November 8, 2018
Three Things Ukraine Must Do Now If It Wants Clean Elections Next Year
By Brian Mefford
On September 20, the parliament replaced all 13 CEC members who were serving on expired terms. In a swift decision—too swift in the opinion of the opposition—the Rada expanded the membership of the CEC from 15 to 17. Parliament appointed fourteen presidential nominees, two members were carried over from the old CEC, and one seat was left vacant. Rada Speaker Andriy Parubiy and BPP representative Iryna Lutsenko both promised that a nominee from the Opposition Bloc will soon join. Thus, all parliamentary factions will be represented on the renewed CEC.
This move can’t come soon enough. The country will hold its presidential election in March and parliamentary polls in October.
Now the CEC has three big tasks. First, the CEC must initiate a modernization of its own structures and secretariat and a change of culture toward providing service. The new CEC needs to rebuild the trust that was lost during the Yanukovych era. The old CEC hardly did any public reporting or interacted with the public. Civil society has long criticized this and called on the CEC to establish an expert council that would provide a platform for structured exchanges with academia and civil society. Moreover, domestic and international election observers, including ODIHR, have called for greater transparency in the CEC’s decision-making processes. Importantly, none of these reforms requires any change of law. It is merely a matter of clear and visionary leadership, and a commitment to a change of culture and determination in its implementation throughout the institution.
Second, the CEC doesn’t have structures below the central level, and for a large country like Ukraine, this is a problem. Regional offices of the CEC secretariat were envisaged in the 2004 law on the CEC but have never been rolled out. If implemented, regional offices would give the CEC an opportunity to closely monitor the situation in the field, for instance when investigating complaints. Vote buying and the reported misuse of administrative resources at the local level are worrying trends in past elections and concerns for future ones. It should be the ambition of the new CEC in joint efforts with law enforcement to combat rampant electoral injustice and impose effective and dissuasive sanctions for electoral violations. Ideally, all persons serving on election commissions should be trained and certified. This could also be a task for the future regional offices of the CEC. Apart from lifting the additional workload from the Commission’s Secretariat and individual members, it is also a matter of ensuring greater independence of local state and executive structures.

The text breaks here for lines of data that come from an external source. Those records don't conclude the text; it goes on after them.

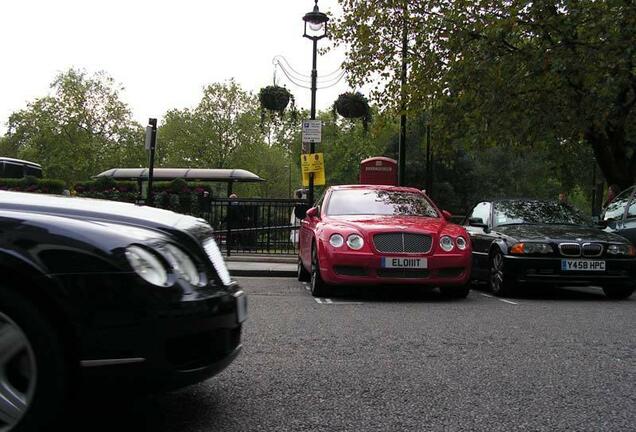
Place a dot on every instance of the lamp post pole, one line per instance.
(317, 23)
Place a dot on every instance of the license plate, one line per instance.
(401, 262)
(582, 265)
(241, 306)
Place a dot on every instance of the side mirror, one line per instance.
(300, 211)
(313, 212)
(478, 223)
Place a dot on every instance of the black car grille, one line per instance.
(403, 242)
(592, 249)
(570, 249)
(575, 249)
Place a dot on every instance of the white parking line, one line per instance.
(503, 300)
(508, 301)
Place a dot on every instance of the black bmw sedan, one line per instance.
(531, 241)
(105, 292)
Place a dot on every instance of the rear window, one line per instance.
(379, 203)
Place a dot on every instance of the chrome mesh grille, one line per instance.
(592, 249)
(402, 242)
(570, 249)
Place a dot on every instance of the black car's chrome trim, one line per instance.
(569, 244)
(592, 244)
(111, 362)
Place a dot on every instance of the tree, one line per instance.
(80, 129)
(507, 71)
(209, 136)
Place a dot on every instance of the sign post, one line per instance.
(151, 144)
(312, 134)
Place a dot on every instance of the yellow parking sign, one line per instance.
(313, 163)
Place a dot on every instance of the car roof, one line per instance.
(376, 187)
(20, 162)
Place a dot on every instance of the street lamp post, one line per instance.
(315, 29)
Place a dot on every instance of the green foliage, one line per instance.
(505, 73)
(353, 105)
(274, 98)
(33, 184)
(81, 129)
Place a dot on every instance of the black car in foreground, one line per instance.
(531, 241)
(105, 292)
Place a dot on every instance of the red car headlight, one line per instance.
(461, 243)
(336, 240)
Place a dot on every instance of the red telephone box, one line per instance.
(378, 170)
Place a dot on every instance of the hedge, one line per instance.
(177, 195)
(33, 184)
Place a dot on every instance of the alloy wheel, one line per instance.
(17, 372)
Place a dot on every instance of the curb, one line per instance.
(263, 273)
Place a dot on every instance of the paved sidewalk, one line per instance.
(262, 266)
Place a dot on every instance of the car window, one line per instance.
(482, 211)
(12, 170)
(616, 209)
(379, 202)
(511, 212)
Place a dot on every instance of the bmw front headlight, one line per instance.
(182, 264)
(147, 265)
(621, 249)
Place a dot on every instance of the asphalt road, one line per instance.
(398, 360)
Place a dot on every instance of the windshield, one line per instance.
(537, 212)
(379, 202)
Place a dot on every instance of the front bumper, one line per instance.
(527, 270)
(166, 345)
(355, 268)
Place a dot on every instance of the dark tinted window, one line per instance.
(482, 211)
(616, 208)
(12, 170)
(536, 212)
(379, 202)
(33, 171)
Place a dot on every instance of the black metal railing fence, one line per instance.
(254, 225)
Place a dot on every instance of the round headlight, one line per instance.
(336, 240)
(182, 264)
(619, 249)
(147, 265)
(355, 242)
(446, 243)
(461, 243)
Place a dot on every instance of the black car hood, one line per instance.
(94, 209)
(577, 233)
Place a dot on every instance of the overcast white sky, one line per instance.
(163, 52)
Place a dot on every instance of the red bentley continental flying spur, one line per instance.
(373, 235)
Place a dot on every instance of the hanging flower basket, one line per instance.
(353, 105)
(274, 98)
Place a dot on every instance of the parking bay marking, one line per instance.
(503, 300)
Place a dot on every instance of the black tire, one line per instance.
(42, 375)
(318, 286)
(618, 293)
(499, 284)
(303, 274)
(455, 292)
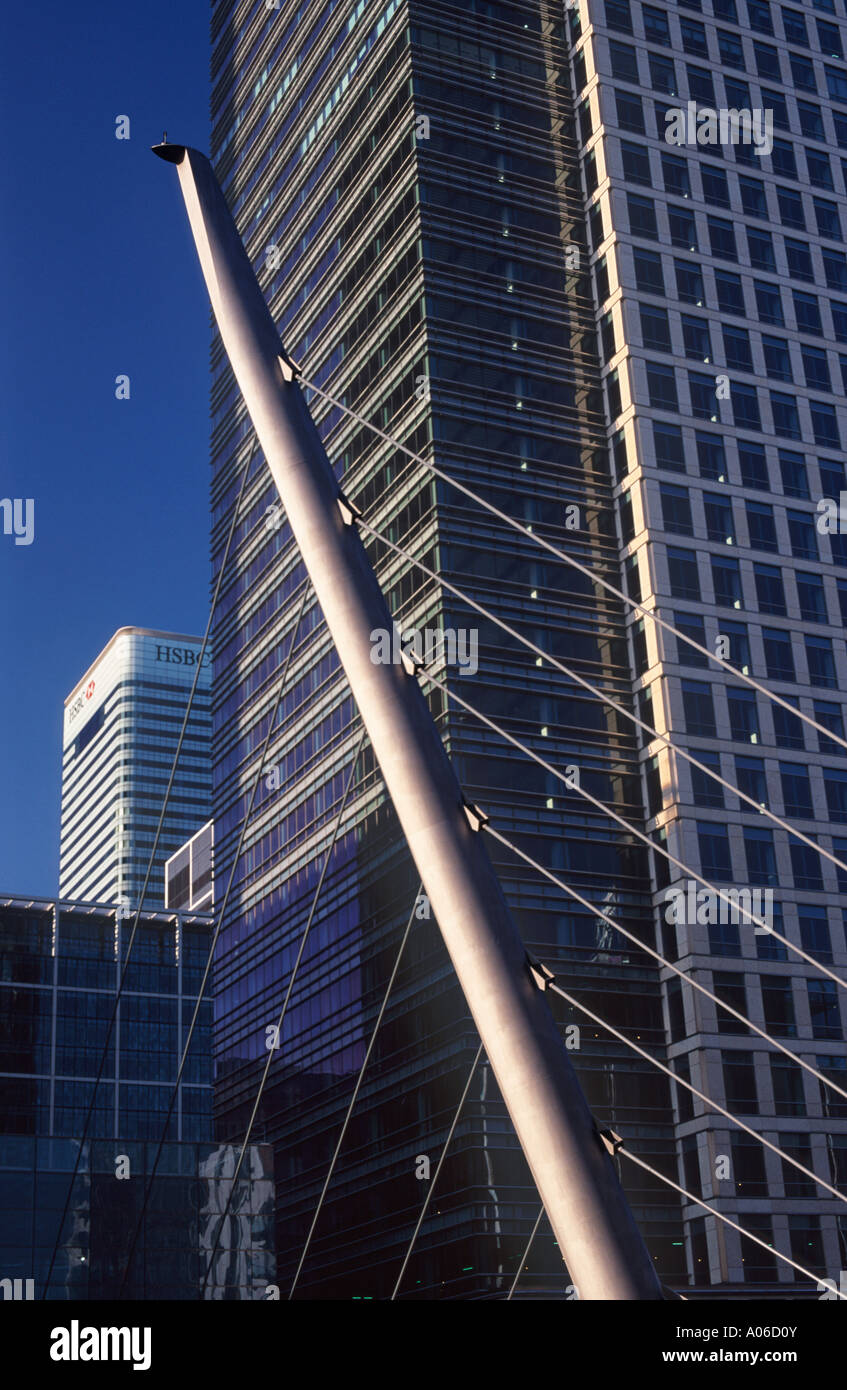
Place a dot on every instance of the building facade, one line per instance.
(120, 734)
(60, 966)
(406, 180)
(721, 280)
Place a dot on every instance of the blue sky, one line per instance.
(98, 277)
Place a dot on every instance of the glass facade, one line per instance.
(723, 274)
(121, 727)
(408, 185)
(60, 965)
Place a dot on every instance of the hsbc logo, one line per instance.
(181, 656)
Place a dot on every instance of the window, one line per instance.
(761, 856)
(796, 791)
(636, 163)
(711, 458)
(794, 27)
(825, 426)
(739, 1083)
(655, 25)
(643, 216)
(704, 790)
(750, 779)
(618, 15)
(690, 624)
(676, 509)
(839, 320)
(714, 851)
(801, 531)
(696, 337)
(607, 334)
(700, 84)
(662, 75)
(814, 931)
(769, 590)
(767, 61)
(675, 175)
(817, 367)
(836, 84)
(803, 72)
(715, 188)
(794, 480)
(704, 403)
(824, 1007)
(799, 257)
(794, 1182)
(630, 113)
(786, 420)
(683, 227)
(722, 238)
(779, 656)
(767, 945)
(655, 331)
(694, 39)
(832, 717)
(787, 729)
(812, 602)
(753, 198)
(811, 121)
(807, 312)
(835, 268)
(682, 569)
(648, 271)
(789, 1097)
(726, 581)
(782, 157)
(790, 207)
(689, 284)
(778, 357)
(821, 660)
(661, 387)
(698, 709)
(739, 644)
(835, 1069)
(746, 406)
(778, 1002)
(769, 303)
(729, 987)
(730, 50)
(748, 1164)
(819, 168)
(754, 469)
(760, 526)
(625, 64)
(719, 517)
(743, 715)
(668, 445)
(760, 246)
(829, 38)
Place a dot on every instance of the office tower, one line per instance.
(189, 873)
(722, 299)
(406, 182)
(60, 963)
(121, 727)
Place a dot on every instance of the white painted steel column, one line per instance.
(575, 1176)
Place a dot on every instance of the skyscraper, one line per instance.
(121, 726)
(722, 305)
(406, 181)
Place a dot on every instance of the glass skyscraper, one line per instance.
(121, 726)
(721, 278)
(406, 180)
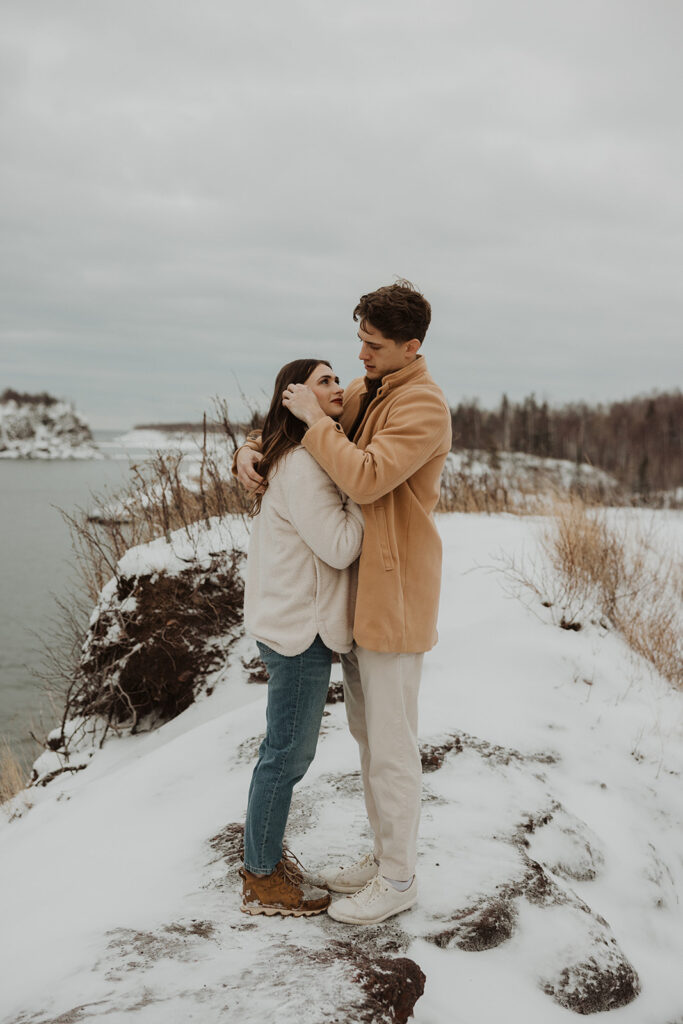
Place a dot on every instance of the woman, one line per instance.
(299, 607)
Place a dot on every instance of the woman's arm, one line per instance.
(330, 524)
(245, 461)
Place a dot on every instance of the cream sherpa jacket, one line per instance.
(301, 572)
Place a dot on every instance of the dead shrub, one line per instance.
(165, 493)
(150, 648)
(143, 662)
(13, 774)
(463, 492)
(615, 574)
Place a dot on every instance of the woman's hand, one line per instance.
(302, 402)
(246, 462)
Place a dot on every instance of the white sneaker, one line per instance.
(352, 878)
(376, 902)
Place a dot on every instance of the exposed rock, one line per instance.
(42, 427)
(152, 642)
(433, 755)
(391, 985)
(483, 927)
(335, 693)
(596, 984)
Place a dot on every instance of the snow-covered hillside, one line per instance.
(31, 428)
(551, 853)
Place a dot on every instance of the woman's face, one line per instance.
(327, 389)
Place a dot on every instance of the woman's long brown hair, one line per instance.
(282, 430)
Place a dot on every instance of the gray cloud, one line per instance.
(191, 194)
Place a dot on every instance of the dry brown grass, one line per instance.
(156, 502)
(621, 573)
(463, 492)
(13, 775)
(166, 493)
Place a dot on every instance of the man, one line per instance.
(386, 453)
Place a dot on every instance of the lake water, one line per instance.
(36, 568)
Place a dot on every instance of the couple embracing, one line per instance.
(344, 556)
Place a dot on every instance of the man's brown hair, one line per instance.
(398, 311)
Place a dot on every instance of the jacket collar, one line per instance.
(413, 372)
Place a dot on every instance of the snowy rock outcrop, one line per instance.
(42, 427)
(550, 861)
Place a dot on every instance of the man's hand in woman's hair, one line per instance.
(302, 402)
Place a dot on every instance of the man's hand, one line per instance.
(301, 400)
(245, 462)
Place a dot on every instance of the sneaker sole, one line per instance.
(347, 890)
(348, 920)
(271, 911)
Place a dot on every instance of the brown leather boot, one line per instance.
(283, 892)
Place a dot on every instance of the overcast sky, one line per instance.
(194, 194)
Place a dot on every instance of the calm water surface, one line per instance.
(36, 567)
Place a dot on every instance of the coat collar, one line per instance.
(413, 372)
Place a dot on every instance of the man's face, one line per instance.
(382, 355)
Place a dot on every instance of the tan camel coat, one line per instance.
(392, 469)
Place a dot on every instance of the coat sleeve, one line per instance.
(414, 432)
(332, 525)
(253, 441)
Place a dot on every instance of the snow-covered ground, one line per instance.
(551, 845)
(44, 430)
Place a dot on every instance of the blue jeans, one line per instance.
(297, 690)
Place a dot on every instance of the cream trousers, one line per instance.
(381, 696)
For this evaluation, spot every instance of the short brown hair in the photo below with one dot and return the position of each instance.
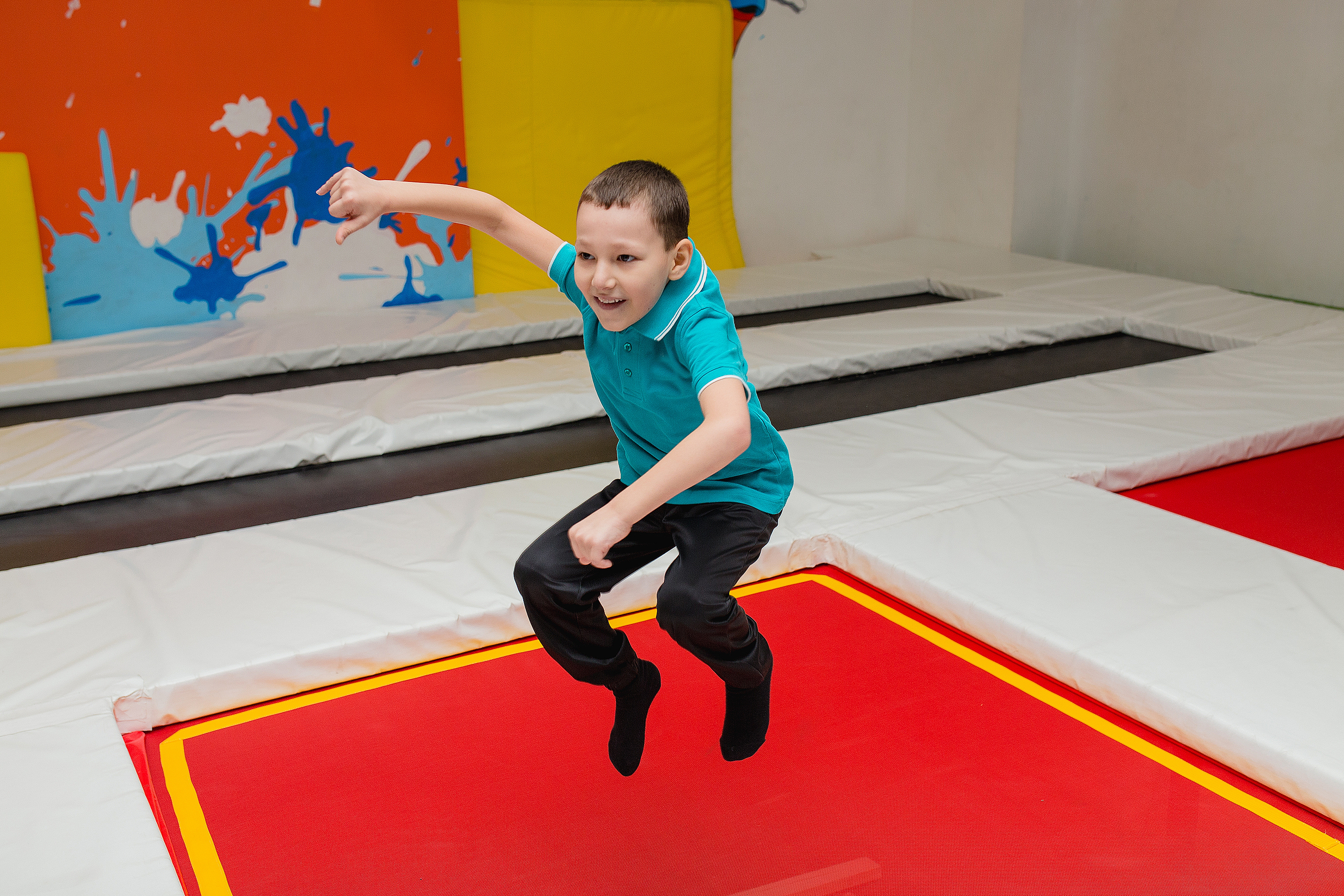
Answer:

Third, the CEC should continue to boost cybersecurity. Considering the real threats from Russia’s hybrid warfare in Ukraine’s east and its history of cyberattacks including against the commission’s IT-system Vybory in the 2014 elections, the CEC cannot afford to take any risks. It must immediately strengthen cybersecurity and ensure it has the necessary technical and human resources to withstand future threats. Such acts are aimed at destabilizing the situation in the country, and the CEC needs to be in the forefront of that battle. The CEC should be ready to ask parliament and the government if they need more support to bolster the institution’s IT systems and the voter register database against cyberattacks.
Since most of the CEC members are new to elections, they will need qualified guidance to take them through the first difficult months of transition. It is important that the CEC adopts a clear and robust strategy for its work and the incoming leadership gets the immediate and long-term priorities right. The international community expects to see a CEC that takes decisions collegially and lives up to the principles of impartiality, transparency, and professionalism.
In a recent statement, the international community, led by the G7 ambassadors and the EU, welcomed the renewed CEC and pledged strong support. Similar friendly statements were made by civil society organizations. The CEC should seize the opportunity and work closely with international and national stakeholders and be ambitious. Nothing less than Ukraine’s future depends on it.
Brian Mefford is a senior nonresident fellow at the Atlantic Council’s Eurasia Center and managing director of Wooden Horse Strategies, LLC, a communications, governmental relations, and risk analysis firm based in Kyiv, Ukraine.